The Interview Waiver Program has been rolled out gradually starting around 2011. The rollout has been incremental along two dimensions: the set of embassies and consulates where it is available, and the criteria for which an interview waiver is provided.

The IWP became available in India in March 2012 and its scope in India was expanded in November 2012.

The Interview Waiver Program became permanent in January 2014.

In a prepared statement at a hearing at the United States Senate Subcommittee on Tourism, Competitiveness, and Innovation on June 26, 2014, the U.S. Department of State Acting Assistant Secretary for Consular Affairs talked about the Department's efforts to continue expanding the Interview Waiver Program to more applicants and use cases through better fraud detection techniques. One of the examples she gave was making citizens of Visa Waiver Program member countries eligible for the IWP when applying for other nonimmigrant visas.
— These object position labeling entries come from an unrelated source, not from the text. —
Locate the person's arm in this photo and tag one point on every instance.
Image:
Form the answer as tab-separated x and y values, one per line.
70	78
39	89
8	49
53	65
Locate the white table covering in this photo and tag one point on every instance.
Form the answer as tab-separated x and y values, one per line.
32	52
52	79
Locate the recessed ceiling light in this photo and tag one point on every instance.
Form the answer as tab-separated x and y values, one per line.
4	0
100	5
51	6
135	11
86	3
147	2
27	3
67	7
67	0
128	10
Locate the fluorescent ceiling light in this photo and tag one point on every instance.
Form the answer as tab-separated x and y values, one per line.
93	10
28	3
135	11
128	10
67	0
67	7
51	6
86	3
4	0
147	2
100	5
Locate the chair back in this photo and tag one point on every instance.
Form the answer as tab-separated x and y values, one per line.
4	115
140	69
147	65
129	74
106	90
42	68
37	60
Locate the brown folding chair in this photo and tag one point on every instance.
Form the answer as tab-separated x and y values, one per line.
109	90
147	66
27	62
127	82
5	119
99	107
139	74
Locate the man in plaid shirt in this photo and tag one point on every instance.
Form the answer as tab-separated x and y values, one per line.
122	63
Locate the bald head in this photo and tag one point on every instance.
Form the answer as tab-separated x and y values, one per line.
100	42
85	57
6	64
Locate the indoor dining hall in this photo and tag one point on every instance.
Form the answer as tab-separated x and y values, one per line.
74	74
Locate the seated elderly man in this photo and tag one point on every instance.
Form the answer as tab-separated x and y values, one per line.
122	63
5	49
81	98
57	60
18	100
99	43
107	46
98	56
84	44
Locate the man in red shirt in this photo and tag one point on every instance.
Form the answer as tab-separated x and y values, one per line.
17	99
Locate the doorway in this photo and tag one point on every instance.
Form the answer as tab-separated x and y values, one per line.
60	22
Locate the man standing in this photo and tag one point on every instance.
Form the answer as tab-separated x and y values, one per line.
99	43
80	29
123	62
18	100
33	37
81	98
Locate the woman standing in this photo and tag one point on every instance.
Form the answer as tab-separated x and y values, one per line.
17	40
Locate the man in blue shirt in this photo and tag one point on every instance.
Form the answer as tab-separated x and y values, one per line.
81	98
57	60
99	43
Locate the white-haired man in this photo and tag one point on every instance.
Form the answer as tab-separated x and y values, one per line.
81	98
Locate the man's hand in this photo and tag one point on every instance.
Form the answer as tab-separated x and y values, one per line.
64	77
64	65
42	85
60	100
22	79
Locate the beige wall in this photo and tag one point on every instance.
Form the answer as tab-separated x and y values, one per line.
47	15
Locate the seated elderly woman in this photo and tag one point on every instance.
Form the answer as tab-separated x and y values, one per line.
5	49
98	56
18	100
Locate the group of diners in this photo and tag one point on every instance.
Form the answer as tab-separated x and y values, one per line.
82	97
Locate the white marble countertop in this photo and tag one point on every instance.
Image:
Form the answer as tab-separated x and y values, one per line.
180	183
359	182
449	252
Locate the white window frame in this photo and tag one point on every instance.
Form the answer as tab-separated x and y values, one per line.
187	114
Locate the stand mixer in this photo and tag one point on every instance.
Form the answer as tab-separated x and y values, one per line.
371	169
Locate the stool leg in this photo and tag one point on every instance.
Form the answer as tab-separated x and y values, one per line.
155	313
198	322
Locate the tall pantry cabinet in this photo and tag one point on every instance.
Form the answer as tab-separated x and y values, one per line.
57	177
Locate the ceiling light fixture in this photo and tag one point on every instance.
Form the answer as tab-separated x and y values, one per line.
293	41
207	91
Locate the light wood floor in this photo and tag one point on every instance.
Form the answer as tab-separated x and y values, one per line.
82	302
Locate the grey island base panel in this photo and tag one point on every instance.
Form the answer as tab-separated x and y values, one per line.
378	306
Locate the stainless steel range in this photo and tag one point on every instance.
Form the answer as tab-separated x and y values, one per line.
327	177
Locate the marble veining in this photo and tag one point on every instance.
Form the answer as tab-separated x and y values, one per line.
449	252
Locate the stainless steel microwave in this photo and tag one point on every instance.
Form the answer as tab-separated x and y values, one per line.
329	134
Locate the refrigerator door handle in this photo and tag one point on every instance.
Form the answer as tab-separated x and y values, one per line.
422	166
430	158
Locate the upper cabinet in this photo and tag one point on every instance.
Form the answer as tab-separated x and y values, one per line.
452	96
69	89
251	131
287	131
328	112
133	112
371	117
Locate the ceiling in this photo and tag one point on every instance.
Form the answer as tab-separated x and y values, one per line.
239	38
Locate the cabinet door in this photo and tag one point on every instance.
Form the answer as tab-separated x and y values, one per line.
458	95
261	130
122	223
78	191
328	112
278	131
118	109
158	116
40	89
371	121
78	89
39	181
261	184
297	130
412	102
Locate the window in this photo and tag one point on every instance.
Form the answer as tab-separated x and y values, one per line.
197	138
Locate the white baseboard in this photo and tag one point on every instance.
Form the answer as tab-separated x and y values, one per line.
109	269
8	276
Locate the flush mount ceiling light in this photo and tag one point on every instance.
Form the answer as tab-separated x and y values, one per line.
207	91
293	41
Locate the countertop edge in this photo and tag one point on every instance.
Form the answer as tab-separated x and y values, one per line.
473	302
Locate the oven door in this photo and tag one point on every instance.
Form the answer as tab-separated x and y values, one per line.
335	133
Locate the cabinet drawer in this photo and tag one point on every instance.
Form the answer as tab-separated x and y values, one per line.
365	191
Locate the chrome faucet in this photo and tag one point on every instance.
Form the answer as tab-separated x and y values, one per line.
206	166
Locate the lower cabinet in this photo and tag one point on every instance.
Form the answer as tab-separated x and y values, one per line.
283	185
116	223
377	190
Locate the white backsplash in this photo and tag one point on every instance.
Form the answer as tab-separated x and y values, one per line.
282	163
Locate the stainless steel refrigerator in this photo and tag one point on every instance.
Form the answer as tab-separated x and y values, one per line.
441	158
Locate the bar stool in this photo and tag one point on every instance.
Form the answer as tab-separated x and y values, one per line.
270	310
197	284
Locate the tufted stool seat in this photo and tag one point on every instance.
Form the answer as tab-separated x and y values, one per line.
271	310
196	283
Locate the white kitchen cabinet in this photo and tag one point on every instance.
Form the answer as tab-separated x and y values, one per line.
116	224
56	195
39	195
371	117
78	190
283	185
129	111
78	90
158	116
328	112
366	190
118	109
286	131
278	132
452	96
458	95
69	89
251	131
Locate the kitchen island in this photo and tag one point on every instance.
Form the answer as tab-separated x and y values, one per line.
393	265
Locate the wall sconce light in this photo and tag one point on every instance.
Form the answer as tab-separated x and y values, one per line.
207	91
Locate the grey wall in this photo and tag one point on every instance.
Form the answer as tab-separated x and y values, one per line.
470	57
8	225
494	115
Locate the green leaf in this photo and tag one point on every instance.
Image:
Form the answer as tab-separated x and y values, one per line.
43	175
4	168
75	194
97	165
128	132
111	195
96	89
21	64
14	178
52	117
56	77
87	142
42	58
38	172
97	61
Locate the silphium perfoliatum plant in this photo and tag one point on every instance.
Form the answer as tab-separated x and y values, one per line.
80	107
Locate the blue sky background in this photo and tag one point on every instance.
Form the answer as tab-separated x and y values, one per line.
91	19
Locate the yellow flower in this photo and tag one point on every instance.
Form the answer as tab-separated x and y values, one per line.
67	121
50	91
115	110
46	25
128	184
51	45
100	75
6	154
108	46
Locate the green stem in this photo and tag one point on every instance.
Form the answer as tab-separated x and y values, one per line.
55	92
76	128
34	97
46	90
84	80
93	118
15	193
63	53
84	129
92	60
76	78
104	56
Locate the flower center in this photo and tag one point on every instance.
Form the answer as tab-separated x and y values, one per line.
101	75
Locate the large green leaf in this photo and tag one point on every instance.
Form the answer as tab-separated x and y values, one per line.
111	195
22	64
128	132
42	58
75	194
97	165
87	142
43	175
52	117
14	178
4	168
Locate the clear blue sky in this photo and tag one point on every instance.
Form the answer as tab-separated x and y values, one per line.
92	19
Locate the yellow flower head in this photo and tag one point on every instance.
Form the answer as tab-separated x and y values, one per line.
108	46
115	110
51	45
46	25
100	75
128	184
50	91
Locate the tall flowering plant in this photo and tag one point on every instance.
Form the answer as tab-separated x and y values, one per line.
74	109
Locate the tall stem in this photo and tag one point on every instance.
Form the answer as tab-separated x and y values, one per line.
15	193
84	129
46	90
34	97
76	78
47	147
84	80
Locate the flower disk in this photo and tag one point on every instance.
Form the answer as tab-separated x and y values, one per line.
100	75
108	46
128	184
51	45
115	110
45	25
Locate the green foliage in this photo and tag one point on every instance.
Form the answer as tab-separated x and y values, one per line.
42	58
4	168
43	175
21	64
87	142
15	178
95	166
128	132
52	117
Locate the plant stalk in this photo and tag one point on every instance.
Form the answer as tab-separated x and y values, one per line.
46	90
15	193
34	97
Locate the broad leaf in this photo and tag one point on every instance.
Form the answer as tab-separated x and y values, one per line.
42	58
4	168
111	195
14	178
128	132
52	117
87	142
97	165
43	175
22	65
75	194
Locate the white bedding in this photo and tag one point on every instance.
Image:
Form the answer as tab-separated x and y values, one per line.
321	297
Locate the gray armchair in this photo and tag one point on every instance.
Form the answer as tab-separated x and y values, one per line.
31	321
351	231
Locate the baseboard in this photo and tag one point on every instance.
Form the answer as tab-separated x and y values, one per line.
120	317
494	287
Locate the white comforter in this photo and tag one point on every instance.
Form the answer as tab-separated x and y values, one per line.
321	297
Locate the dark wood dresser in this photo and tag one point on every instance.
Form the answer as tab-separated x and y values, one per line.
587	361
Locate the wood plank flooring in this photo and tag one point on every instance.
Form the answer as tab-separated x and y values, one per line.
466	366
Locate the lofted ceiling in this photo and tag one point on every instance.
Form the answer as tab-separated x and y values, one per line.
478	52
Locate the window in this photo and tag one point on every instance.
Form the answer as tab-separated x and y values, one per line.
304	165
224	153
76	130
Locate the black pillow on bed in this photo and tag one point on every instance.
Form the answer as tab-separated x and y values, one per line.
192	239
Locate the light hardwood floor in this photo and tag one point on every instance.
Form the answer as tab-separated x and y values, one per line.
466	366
The statement also said that the Department of State looked forward to working with the United States Congress to pass legislation that would enable the Department of State and U.S. Department of Homeland Security to expand the program further.

In November 2015, the IWP was expanded in India to cover people with H-1B visas whose employer had changed.

IWP was still being rolled out to additional countries as of 2016.

Suspension 

An executive order by Donald Trump on January 27, 2017, issued a week after Donald Trump assumed the office of President of the United States, asked for an immediate suspension of the Interview Waiver Program, pending review for compliance with Section 222 of the INA, 8 U.S.C. 1222, which requires that all individuals seeking a nonimmigrant visa undergo an in-person interview, subject to specific statutory exceptions. Dara Lind of Vox referred to the suspension of the IWP as the only concrete change to the visa screening process in Trump's executive order.

At around the same time as the executive order, Trump fired many key executives of the U.S. Department of State, including Michele Thoren Bond, who had delivered the statement about IWP in June 2014. Her testimony was also removed from the website of the Department of State's Bureau of Consular Affairs.